Kubecon 2022 just concluded with plenty of exciting announcements, including our new open-source project, Helm-Dashboard, but we’ve got some more news to share on top of that.
Closing the Troubleshooting Loop Using Komodor Actions
Komodor’s mission is to take the complexity out of Kubernetes troubleshooting. Setting out, this meant building a platform that would streamline the process of root cause analysis – a platform that quickly and intuitively identifies when anything goes wrong, answers the “what was changed, by whom, and when?” questions by taking inventory of all changes, in their relevant context, and pinpointing the cause of fires in production.
However, once the root cause was detected, users still had to make a few hops and run manual commands in order to remediate. Although our users saw over a 70% decrease in MTTR, it was still a bit far from our vision of seamless troubleshooting and smooth K8s operations.

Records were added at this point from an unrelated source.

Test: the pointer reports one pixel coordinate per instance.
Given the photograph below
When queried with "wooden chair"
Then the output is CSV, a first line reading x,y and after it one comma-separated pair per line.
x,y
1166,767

Today, we’ve added the missing piece to close the troubleshooting loop of detection, investigation, and remediation, all within the Komodor platform. This new feature includes actions such as Restart, Scale, Delete, Edit Resource, Rollback, Drain/Cordon Node, and more.
Our goal with “Actions”? Simple. We want to limit the context switching between tools and remove the current K8s knowledge barrier for non-K8s experts by making everything available in one place, all within the Komodor platform, and only a click away.
Read our documentation for a complete guide to using Komodor Actions.
Whenever one of our Monitors detects an issue, be it on the infra or app level, Komodor Playbooks automatically runs a series of checks and provides actionable insights for remediation. Now, with Komodor Actions, those insights come ready with a suggested action that can be executed directly with a single click.
For instance, following an alert on Slack, you can jump directly to the relevant service on Komodor’s platform, see an availability issue on the timeline, and click on it to discover that only 2/4 replicas are available and that Pods are crashing due to an OOMKilled error. Then, Komodor not only suggests increasing memory resources but already provides the option to take immediate action by simply clicking on the ‘Configure Resource’ button.
RBAC & Komodor Actions
Allowing non-experts to easily manipulate and change K8s resources empowers them to troubleshoot independently and reduces toil on DevOps and SRE teams. But, as the saying goes; “with great power comes great responsibility”, and you can’t grant full access without some restrictions.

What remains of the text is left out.